Dual Boot System Question
I wanting to install a dual boot system and I wondering, if the power goes out and it reboots, will it hang at the dual boot screen or is there a way to make it boot to Windows/Linux by default? If not, I'll live with the vms and just let it boot to windows.
Re: Dual Boot System Question
So, something to think about that I remember from Bryan talking, he saw a small performance boost in a Windows VM (on a base Windows system) vs. native Windows. Something to do with the VM install not having to do all the crap that the native install has to do to make everything run.
Re: Dual Boot System Question
No, you can choose which OS is the default. But, you must install Windows 1st. Linux is much easier to configure in regards editing boot options.
Re: Dual Boot System Question
I have a i7-3770 system with Win 7 already installed and it has a around 500MB of unallocated disk space on a 1TB drive. When I try to install Ubuntu 14.04 it doesn't see the Windows partitions. All it sees is a 1TB drive all unallocated. I've read about having to convert the disk from MBR to GPT but before I do anything I wanted to see if anyone knew what was happening and had an easy solution.

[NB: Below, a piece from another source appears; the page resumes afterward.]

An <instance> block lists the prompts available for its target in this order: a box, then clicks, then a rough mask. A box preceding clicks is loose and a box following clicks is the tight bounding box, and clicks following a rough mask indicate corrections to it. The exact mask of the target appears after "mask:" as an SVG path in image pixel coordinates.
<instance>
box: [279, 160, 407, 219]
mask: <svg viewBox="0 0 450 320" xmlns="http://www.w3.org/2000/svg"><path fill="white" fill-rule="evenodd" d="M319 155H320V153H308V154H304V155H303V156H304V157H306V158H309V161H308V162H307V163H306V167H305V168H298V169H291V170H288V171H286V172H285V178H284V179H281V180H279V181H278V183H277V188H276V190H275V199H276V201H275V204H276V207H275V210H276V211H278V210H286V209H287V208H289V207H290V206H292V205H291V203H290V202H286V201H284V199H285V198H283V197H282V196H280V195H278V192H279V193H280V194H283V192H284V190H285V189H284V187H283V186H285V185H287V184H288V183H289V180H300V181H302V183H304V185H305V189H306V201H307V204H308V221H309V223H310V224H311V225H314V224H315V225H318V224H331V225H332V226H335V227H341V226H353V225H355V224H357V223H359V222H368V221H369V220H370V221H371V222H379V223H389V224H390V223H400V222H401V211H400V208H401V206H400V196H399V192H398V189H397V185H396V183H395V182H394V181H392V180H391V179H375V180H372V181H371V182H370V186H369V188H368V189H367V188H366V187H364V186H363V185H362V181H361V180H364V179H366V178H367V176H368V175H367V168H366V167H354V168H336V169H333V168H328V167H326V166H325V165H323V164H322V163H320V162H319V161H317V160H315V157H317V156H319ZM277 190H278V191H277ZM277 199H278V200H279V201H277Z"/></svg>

Re: Dual Boot System Question
Quote:
Originally Posted by
scole of TSBT
I have a i7-3770 system with Win 7 already installed and it has a around 500MB of unallocated disk space on a 1TB drive. When I try to install Ubuntu 14.04 it doesn't see the Windows partitions. All it sees is a 1TB drive all unallocated. I've read about having to convert the disk from MBR to GPT but before I do anything I wanted to see if anyone knew what was happening and had an easy solution.
That is curious??? When I installed Mint as a dual boot it always saw the Windows install and asked if Mint should be installed beside it. After that I used EasyBCD to install the Boot Manager. Reboot, 2 choices...Windows or Linux.
Re: Dual Boot System Question
There's lots of post on the interweb about this but they seem to differ a little. In my case it was a problem with having both MBR and GPT partitions or info on the disk. Not sure if all linux installs have this, but I booted a linux mint cd, got to the desktop (prior to the actual installation), opened a terminal window, ran fixpart and cleaned it up so everything was mbr, then rebooted and install went ok.